C’est donc grâce à l’attention soutenue d’instant en instant qu’on parvient à comprendre les mécanismes du devenir et leur application dans notre vie. La compréhension démêle la trame des conditions du devenir, tissée d’associations et de causes profondément enfouies dans la psyché. En outre, elle nous fait découvrir qu’il est vain de vouloir agir sur le devenir dans le but de provoquer son extinction. Et cela est primordial. Car, quand on veut agir sur lui, on crée des résistances en soi. Vouloir être suscite un conflit entre ne pas vouloir devenir et vouloir être, qui ne fait que fortifier le mécanisme du devenir.

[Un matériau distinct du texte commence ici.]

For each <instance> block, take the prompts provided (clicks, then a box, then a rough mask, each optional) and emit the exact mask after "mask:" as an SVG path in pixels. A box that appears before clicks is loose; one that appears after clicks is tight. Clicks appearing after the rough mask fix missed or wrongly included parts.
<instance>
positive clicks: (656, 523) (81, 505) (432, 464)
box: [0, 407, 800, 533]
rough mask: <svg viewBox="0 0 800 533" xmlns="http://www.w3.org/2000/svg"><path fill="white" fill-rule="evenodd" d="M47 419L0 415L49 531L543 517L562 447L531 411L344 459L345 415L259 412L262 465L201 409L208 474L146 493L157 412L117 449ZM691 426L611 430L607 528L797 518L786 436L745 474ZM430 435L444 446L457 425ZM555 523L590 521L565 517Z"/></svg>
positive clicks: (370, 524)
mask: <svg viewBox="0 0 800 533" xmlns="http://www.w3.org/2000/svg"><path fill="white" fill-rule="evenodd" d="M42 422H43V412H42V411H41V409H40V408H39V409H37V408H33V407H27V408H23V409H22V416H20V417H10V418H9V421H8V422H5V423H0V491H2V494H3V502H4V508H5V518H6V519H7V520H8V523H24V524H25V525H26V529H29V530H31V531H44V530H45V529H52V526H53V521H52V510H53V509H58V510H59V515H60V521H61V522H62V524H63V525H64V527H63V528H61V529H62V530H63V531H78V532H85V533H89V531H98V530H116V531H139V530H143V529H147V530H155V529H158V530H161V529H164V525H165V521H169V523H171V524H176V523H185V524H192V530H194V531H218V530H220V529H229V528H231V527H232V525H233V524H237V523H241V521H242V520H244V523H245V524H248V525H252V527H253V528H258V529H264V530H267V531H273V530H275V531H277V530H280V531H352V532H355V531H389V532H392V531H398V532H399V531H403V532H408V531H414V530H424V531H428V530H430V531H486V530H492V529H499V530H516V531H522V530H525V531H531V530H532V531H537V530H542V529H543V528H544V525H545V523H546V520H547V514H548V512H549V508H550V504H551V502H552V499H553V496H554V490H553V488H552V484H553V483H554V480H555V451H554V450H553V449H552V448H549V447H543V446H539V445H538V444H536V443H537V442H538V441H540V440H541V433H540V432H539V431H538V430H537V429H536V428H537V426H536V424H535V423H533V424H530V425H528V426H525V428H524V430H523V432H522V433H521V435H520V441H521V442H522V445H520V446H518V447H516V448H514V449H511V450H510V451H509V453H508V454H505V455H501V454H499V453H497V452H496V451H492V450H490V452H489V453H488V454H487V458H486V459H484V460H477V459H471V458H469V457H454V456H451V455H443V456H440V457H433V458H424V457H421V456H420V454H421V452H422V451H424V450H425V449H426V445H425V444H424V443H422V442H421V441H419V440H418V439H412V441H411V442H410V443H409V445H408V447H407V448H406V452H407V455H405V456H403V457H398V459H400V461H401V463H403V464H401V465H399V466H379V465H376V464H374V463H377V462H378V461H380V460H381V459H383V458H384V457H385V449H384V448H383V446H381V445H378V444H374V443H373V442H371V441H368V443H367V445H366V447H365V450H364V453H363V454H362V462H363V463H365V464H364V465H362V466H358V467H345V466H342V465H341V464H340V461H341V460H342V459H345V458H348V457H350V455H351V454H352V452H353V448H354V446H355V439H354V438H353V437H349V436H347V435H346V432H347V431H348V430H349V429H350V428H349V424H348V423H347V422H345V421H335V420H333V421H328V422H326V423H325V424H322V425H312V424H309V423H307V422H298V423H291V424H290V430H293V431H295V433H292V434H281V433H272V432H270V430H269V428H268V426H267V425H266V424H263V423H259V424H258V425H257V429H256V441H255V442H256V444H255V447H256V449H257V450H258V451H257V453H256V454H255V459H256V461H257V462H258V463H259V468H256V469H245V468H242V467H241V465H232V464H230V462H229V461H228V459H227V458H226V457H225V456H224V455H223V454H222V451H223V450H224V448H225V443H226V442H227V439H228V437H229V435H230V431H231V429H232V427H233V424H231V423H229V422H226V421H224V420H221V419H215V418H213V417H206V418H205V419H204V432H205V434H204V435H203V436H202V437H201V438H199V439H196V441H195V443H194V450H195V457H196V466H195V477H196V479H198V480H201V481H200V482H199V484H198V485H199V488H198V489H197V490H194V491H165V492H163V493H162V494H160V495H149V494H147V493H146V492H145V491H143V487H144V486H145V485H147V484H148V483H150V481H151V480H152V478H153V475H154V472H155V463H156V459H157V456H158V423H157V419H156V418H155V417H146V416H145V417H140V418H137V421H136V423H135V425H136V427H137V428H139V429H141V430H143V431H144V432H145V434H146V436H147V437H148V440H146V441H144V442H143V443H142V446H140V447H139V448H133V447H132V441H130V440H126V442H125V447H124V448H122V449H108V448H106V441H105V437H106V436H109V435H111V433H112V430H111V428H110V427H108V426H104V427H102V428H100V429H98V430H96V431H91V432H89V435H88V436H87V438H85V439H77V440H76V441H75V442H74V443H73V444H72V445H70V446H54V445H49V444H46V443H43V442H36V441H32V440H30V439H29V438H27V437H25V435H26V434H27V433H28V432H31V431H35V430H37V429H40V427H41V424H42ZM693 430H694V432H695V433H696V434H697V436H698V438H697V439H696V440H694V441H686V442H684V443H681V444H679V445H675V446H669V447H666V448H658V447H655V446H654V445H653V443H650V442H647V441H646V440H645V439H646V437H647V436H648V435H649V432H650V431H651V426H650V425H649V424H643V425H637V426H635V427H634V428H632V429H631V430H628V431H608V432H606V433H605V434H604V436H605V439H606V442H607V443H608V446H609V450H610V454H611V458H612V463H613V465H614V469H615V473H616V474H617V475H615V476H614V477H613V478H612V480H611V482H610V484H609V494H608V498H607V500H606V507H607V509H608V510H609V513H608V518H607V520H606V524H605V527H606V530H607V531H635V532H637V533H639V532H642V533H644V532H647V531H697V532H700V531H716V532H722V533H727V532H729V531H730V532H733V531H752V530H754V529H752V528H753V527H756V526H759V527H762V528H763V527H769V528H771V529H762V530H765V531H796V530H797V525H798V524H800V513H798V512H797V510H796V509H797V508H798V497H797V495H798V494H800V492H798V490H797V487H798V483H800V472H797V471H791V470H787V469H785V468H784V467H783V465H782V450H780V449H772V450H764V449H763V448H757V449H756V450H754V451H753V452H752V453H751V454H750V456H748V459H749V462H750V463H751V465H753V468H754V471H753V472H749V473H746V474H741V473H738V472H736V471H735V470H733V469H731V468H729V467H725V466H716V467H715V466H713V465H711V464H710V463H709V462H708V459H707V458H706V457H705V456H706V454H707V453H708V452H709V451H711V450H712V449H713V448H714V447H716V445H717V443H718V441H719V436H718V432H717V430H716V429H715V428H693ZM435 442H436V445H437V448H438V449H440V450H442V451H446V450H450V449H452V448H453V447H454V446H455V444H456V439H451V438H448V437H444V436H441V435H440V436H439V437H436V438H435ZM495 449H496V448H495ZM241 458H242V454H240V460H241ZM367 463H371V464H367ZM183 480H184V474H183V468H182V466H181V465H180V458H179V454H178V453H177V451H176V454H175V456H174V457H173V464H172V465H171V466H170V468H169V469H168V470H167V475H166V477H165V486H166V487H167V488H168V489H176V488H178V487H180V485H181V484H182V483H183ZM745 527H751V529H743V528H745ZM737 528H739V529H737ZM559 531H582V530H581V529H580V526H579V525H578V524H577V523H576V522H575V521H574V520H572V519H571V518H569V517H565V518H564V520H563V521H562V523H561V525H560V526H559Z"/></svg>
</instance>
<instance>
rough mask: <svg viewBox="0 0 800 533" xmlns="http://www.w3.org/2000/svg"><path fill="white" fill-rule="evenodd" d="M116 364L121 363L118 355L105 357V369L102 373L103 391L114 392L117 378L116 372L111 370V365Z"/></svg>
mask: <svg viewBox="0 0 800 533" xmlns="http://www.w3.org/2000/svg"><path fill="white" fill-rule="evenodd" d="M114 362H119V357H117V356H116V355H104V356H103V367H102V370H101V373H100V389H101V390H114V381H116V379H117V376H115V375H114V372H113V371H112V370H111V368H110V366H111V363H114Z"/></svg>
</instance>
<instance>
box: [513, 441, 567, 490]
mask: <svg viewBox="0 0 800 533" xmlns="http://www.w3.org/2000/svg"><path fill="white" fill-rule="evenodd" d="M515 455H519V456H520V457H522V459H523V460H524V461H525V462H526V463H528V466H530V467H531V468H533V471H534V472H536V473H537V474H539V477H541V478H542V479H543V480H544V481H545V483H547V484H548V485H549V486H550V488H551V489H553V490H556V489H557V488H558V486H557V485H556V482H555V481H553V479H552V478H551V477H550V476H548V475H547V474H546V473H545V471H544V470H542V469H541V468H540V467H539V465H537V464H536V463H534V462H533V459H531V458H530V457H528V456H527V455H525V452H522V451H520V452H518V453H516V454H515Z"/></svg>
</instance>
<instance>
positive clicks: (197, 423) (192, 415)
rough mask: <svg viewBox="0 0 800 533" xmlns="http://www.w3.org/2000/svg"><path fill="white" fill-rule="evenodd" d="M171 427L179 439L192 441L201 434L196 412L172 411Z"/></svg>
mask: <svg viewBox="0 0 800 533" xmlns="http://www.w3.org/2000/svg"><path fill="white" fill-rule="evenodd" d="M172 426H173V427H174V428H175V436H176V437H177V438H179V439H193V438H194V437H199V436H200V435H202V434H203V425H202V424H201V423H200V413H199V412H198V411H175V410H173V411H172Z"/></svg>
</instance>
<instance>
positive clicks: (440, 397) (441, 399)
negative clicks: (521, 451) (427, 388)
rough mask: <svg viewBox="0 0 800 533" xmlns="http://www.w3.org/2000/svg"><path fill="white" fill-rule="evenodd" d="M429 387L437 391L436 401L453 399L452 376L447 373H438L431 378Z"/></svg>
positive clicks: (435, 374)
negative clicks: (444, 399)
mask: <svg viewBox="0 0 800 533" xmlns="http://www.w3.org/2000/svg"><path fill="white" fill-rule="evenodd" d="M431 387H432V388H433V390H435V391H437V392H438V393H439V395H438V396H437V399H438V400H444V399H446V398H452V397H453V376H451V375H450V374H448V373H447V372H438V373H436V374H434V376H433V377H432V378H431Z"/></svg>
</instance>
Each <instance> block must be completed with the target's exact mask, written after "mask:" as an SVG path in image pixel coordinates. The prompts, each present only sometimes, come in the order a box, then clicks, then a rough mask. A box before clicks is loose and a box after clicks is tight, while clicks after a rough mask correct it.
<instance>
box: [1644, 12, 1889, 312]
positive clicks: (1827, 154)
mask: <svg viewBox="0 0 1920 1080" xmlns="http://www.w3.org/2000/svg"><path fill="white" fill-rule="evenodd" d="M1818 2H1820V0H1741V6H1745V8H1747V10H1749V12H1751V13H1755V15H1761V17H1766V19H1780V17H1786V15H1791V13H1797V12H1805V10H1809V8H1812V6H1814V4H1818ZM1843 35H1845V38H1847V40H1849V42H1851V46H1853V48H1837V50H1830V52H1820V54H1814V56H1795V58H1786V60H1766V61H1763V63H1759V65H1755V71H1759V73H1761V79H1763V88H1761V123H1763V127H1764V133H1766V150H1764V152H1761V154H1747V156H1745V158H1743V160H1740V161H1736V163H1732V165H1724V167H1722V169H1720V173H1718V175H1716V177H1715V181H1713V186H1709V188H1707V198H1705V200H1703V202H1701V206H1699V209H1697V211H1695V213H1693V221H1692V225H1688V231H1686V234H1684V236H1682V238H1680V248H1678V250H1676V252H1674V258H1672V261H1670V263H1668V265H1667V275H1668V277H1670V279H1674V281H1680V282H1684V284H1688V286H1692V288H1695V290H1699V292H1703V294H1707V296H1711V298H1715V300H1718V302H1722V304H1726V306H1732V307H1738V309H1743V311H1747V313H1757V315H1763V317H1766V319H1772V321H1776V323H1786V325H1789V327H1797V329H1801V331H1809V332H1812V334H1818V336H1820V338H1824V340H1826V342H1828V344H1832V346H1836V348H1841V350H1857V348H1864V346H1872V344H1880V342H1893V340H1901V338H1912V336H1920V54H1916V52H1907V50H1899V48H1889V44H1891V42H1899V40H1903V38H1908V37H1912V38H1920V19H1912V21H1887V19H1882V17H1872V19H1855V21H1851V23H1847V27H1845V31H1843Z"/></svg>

Il vous faut veiller à tout cela et, notamment, prendre garde de ne susciter le désir ni de lui céder. Restez entièrement réceptifs à la vie et observez ses mécanismes avec un esprit clair, car l’attention augmente le potentiel de vigilance. Acceptez ce que vous êtes, ce que vous devenez, non pas dans une attitude de fatalité, mais en ayant une vision claire et une vraie compréhension. Car, si j’accepte telle chose parce que je pense que c’est mon karma, je risque de me tromper. N’acceptez pas les choses de façon hâtive, mais ne les rejetez pas non plus. Explorez-les avec soin, sinon votre cerveau s’atrophie et votre faculté d’attention ne peut s’exercer. Alors, l’illusion vous guette. Ouvrez, au contraire, toutes portes accédant à la réalité, contemplez-la avec un sourire paisible sur les lèvres.